I was merely asking for a hardware thread handler, and if like Nvidias "hot clocks" it can run at 2 or 4 times the core speed it could easily dispatch and track resources, even handling the offload of work to the GPU cores for faster processing. I understand the unified memory and number of threads/different type of work makes it difficult, but compared to making mediocre processors blazingly fast, what downside is there? If it added 25W of heat but was only used on enthusiast grade processors I would still buy it, as would many.
That said, I'm fairly sure. Many of us would buy higher clocked chips up to 250w, and it would still sell among us. Given it's still able to be air cooled and all and most mid tower cases supporting 120mm tower coolers. Just leave a cooler out of the box, or give an option for a 155-165mm tall cooler with push-pull fans and a good design and we're set.
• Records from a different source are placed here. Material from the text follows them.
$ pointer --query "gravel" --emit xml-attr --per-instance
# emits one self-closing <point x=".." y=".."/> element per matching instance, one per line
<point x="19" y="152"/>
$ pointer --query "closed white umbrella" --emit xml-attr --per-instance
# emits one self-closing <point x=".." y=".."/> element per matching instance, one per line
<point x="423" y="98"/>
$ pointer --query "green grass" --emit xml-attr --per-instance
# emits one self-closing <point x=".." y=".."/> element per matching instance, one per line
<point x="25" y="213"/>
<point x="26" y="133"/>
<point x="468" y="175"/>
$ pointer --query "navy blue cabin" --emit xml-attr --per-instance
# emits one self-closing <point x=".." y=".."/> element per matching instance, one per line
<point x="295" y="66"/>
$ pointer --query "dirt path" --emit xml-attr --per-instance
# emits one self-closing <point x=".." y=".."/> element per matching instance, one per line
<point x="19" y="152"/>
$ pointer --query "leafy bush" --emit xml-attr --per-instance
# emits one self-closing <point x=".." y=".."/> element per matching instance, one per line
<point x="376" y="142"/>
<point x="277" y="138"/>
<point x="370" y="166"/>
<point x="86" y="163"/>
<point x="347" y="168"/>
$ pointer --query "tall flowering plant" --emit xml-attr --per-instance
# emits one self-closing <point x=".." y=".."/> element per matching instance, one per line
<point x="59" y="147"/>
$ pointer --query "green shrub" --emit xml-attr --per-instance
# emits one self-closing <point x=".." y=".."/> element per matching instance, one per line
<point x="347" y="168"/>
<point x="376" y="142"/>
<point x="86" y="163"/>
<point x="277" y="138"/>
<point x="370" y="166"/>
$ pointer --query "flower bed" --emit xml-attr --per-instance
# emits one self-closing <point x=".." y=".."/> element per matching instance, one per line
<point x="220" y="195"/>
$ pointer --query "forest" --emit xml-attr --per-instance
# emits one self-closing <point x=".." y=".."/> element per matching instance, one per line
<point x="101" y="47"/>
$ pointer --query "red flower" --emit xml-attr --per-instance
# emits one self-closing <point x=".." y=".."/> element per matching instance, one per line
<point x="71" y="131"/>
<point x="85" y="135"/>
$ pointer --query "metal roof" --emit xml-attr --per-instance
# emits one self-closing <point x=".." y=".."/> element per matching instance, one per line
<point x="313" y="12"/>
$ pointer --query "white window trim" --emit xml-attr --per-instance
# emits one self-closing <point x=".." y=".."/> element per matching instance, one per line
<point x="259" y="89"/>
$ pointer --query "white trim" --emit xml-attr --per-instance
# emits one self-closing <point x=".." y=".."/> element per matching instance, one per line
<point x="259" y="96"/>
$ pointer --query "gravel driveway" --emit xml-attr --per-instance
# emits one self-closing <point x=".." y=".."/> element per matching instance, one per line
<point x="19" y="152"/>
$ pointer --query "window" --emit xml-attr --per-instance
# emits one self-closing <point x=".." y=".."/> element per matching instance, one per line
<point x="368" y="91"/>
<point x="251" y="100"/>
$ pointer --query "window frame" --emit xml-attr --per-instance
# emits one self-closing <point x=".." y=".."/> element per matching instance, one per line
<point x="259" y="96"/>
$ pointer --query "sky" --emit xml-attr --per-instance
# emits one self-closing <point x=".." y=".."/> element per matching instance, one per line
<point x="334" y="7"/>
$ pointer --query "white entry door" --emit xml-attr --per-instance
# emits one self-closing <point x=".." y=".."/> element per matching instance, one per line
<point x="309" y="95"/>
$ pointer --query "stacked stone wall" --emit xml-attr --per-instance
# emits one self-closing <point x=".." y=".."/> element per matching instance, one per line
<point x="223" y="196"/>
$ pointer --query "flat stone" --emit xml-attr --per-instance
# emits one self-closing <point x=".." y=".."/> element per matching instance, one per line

nVidia can do what they do because GPUs dispatch large workloads and runs a calculation on every shader that has data. CPUs don't work like this because you're not bulk processing the same instruction across a ton of data. You have different instructions being run, therefore what you're describing for a CPU is essentially a pipeline, which CPUs already have, but "dispatching" anything will result in less performance in single-threaded instances.
Do you know the basic 4 operations that almost any general purpose CPU does? Not to over-simplify how long a pipeline is, but basically you: LOAD, DECODE, EXECUTE, AND STORE, in that order. At this level, there is no parallelism, is's very step by step in the sense that you can't decode an instruction before you load it, you can't execute an instruction until it has been decoded, and you can't store the result after the instruction has been executed.
A single thread on a CPU might run the four, but if we have a hardware scheduler that reads ahead and prefetches data "branching" and then performs the decode at twice the rate, programs shaders to do the work, and then they execute it and store it in the contiguous memory pool what difference does it make if the CPU transistors do it, or if the same instruction is run 5,000 times in the program, the GPU transistors do it.
Pretty simple actually, GPU's already do 90% of this work to keep up with demand. The hardest part would be resource tracking, but again, if they solve it and the performance increase is only 25% better on average, they win.
A shader is small because it has a limited number of instructions it can perform and has no control mechanism, no write back. There is no concept of threads in a GPU, it is an array of one or more sets of data that will have the same operation performed on the entire set. A shader is also SIMD, not MIMD as you're describing.
Where a CPU can carry out instructions like "move 10 bytes from memory location A to memory location B," A GPU does something more like "multiply every item in the array by 1.43." If it is so simple, why hasn't anyone else figured it out, I'm sill convinced that you don't quite know what you're talking about. I do have a bachelors degree in computer science not to mention I'm employed as a systems admin and a developer.
i think thats the approach amd is taking with apu's in the future(HSA)